The old adage of spending 90% of your time cleaning your data and 10% of your time analyzing your data has been preached by data workers for decades. Now you can spend less time doing monotonous data preparation tasks and instead use the Data Preparation Agent to automatically clean and tidy your data. This feature can be used on its own or within Chat or Research Agent to generate a report. This improves the quality of analyses and gives you more time to actually dig into findings.
This article explains how to run the Data Preparation Agent and describes the checks that are included as part of data preparation. There is also a Frequently Asked Questions section at the end.
Requirements
- A Displayr document with a data set.
- Displayr AI needs to be enabled. See Opting In and Out of Displayr AI.
Method
You can run the Data Preparation Agent either within Chat or Research Agent before automatically creating a report or on its own to prepare the data without automatically creating a report. To run it along with the Research Agent, see Research Agent, or as part of a "happy path" see Chat for more details.
To run it alone, see the steps below.
- In the Data Sources tree, right-click the name of your data set and select Data Preparation Agent.
- You will be presented with a list of preparation steps (in sequential order) to run on your data. You can search for and modify which specific checks to run, if desired. See the Data preparation steps below for a general explanation of the checks. Click Continue.
- Data Preparation Agent will then review your data and prepare it for analysis according to your chosen steps. This process reviews data for every variable in your data set, and may take several minutes for large data sets.
- When the agent is finished, there will be a new Page named "Data Preparation" in your Report tree outlining the changes made for each check. You can review these and modify/delete any variables in the Data Sources tree as needed.
Data preparation steps
The following is a list of the data preparation steps the automation runs through - not in that order necessarily. You can see more specifics in our technical reference here:
- Split categorical grid variable sets (Nominal-Multi and Ordinal-Multi) that are incorrectly grouped together.
- Find and combine individual variables that are similar and should be combined into a grid variable set.
- Ensure categorical variable sets are correctly marked as ordered (Ordinal) or not ordered (Nominal). For example, if you have a nominal (Pick One) variable set that contains an ordered list, the structure will be changed to an ordinal (Pick One) variable set.

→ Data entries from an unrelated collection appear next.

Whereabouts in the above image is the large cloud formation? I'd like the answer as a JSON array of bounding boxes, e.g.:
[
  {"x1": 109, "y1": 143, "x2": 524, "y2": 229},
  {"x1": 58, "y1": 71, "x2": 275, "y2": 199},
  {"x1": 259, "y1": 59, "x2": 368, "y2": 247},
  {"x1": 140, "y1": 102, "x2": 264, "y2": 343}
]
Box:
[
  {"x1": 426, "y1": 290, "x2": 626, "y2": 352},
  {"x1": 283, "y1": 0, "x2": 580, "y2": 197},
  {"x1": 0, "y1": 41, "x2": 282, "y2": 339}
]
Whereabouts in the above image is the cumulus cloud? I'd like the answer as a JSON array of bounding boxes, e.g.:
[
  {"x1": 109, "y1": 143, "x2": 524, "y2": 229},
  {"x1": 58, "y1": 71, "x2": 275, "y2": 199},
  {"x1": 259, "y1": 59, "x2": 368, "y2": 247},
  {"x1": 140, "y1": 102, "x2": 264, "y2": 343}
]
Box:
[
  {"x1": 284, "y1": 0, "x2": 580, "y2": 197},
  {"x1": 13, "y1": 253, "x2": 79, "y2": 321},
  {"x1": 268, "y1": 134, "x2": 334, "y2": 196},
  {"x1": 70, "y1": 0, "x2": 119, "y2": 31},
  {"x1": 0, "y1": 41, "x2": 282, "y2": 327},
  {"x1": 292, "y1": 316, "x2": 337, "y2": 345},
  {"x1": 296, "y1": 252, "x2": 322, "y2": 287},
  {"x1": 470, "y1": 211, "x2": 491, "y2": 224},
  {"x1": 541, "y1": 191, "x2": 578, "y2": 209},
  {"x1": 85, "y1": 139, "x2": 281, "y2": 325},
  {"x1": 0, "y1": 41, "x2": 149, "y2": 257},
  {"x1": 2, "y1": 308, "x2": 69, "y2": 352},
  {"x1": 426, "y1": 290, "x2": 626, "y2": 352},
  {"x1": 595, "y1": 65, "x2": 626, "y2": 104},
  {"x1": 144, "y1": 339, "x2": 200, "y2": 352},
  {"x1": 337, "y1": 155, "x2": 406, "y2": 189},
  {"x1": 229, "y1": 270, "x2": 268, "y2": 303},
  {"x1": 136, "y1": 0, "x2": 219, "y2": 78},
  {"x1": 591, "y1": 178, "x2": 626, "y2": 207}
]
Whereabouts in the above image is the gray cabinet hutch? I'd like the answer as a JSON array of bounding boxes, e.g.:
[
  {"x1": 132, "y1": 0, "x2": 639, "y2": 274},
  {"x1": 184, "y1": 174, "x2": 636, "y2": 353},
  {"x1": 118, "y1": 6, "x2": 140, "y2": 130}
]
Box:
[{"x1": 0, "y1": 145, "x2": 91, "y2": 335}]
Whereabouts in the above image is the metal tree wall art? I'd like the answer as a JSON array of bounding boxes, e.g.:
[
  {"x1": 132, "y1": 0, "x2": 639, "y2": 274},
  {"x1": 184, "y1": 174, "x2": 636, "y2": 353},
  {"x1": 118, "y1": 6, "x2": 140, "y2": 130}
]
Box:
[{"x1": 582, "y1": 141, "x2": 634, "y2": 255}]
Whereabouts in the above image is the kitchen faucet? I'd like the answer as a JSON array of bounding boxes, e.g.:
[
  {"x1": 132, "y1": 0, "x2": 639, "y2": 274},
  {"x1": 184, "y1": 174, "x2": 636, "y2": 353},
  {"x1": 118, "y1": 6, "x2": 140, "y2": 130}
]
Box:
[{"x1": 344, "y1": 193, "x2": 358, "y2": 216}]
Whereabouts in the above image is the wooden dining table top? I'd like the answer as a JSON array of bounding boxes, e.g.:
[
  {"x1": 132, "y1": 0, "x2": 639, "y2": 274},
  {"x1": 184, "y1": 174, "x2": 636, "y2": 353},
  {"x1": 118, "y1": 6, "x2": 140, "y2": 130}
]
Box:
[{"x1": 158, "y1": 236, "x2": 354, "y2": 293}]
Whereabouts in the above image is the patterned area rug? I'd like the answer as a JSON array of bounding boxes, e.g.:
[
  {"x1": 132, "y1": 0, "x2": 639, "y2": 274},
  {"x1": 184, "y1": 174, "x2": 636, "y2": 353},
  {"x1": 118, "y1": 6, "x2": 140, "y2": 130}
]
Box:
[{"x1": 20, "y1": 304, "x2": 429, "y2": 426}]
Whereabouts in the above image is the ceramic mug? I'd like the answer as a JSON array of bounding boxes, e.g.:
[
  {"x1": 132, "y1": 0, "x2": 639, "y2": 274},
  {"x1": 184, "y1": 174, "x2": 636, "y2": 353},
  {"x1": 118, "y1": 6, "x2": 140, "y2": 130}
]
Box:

- Create better names for variable sets (e.g., How old are you → Age).
- In addition to creating better names, add the question number if it exists to the variable set name (e.g., How old are you → Q3. Age).
- For ordered categorical (Ordinal-Multi) variable sets:
- Create variables to show how many Don't Know or Not Applicable observations were excluded.
- Change value attributes to exclude Don't Knows and Not Applicable responses from analyses.
- For those on a rating scale:
- Ensure the rating scale uses ascending values from worst to best (i.e., Strongly disagree = 1 to Strongly agree = 5).
- Create a variable set for the top 2 boxes.
- Create a numeric version of the variable set so you can analyze average scores.
- Identify Net Promoter Score (NPS) variable sets, specifically, and create a new numeric NPS version that is recoded to produce NPS scores when used in tables. See How to Recode Net Promoter Score (NPS) Variable(s) for more details.
- Set the Unique Identifier for the data set (required to manually edit and/or delete raw data). If there isn't a suitable variable found, it will flag duplicates for other ID variables for your review.
- Create variables that flag cases where variable sets fail Data Quality checks, including:
- Text variable responses that are blank or don't have at least one letter in the response.
- Straight-lining behavior in multi-item scale variable sets.
- Delete rows of data where 30% or more of the data quality flags listed above failed. See Identifying and Restoring Deleted Cases for information about reviewing and restoring deleted cases.
- Hide variable sets that contain no responses.
- Use automatic text categorization to create variables from text variables. If you want to check and/or edit the categorization, see How to Refine and Edit Text Themes After Classification.
- Automatically tag variables that look like weight variables as Usable as a weight.
Frequently Asked Questions
Why does it automatically add Top 2 Box and NPS variable sets?
Large crosstabs from Nominal-Multi or Ordinal-Multi questions can be difficult to interpret. Converting these to Top 2 Box and NPS formats is a standard research practice to simplify analysis and improve the quality of insights.
How does it tag weight variables?
The Data Preparation Agent evaluates variable labels and names looking for the word "weight" or an abbreviation of "weight", such as "wts", "wtd", "weights", and "weight_demographics". It then checks the raw values for these variables, and whether the values are numeric, whether the values are equal to or greater than 0, and contain decimals (i.e., not integers). If all of these checks are true, the variable is tagged as a weight.